Justo en el momento en el que estoy a punto de volver a perder los papeles, las puertas del ascensor se abren. Suelto un suspiro de alivio y entro a la carrear en él. Esto hace que, accidentalmente, empuje levemente al joven de la novena planta, al cual no había visto hasta ahora que le he rozado. A pesar de que tengo la sensación de que debería disculparme por el golpe que le he dado sin querer, no lo hago. De todas formas, no me responderá. Así que paso. Que se joda un rato.

—Buenos días —le saludo entre dientes.

Presiono el botón de la planta baja repetidas veces por mi poca paciencia a pesar de saber que eso no lo hará bajar más rápido, pero bueno.

Observo como las puertas se cierran y noto la mirada del borde puesta en mí en todo momento, por lo que decido echarle un rápido vistazo. Éste mira con seriedad y detenimiento cada parte de mi cuerpo, como si estuviese buscando algo. Me remuevo incómoda en el sitio al ver que su escaneo no cesa, sin embargo, a los pocos segundos, opta por pegar la mirada en el suelo. Mi ceño se frunce con confusión, sin entender lo que acaba de pasar.

Que rarito eres, tío.

Me permito mirarle por un poco más de tiempo; lleva la mochila de su cámara fotográfica colgada al hombro. Al descender me percato de que lleva un paraguas en su mano izquierda, lo que provoca que mi ceño se acentúe aún más.
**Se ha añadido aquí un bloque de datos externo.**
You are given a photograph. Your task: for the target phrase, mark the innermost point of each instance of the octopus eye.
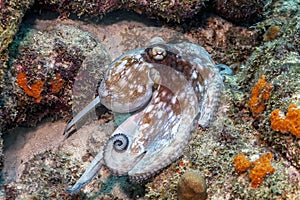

No me jodas que está lloviendo. He salido con tanta prisa de casa que ni siquiera me he parado a mirar por la ventana para ver qué tiempo hacía.

En cuanto las puertas vuelven a abrirse, salgo como alma que lleva al diablo sin molestarme en despedirme de mi vecino. Él nunca lo hace, así que qué más da. En cambio, cuando estoy a pocos pasos de la salida del portal, freno en seco al ver que, efectivamente, está lloviendo. Y no es una lluvia de estas en las que solo chispea, no. Está lloviendo a mares. A cántaros. Están cayendo chuzos de punta, vaya.

No puede haber una chica más gafe que yo en esta vida.

—Mierda, ya no llego ni de coña —maldigo en un hilo de voz apenas audible sin dejar de mirar el cristal de la puerta.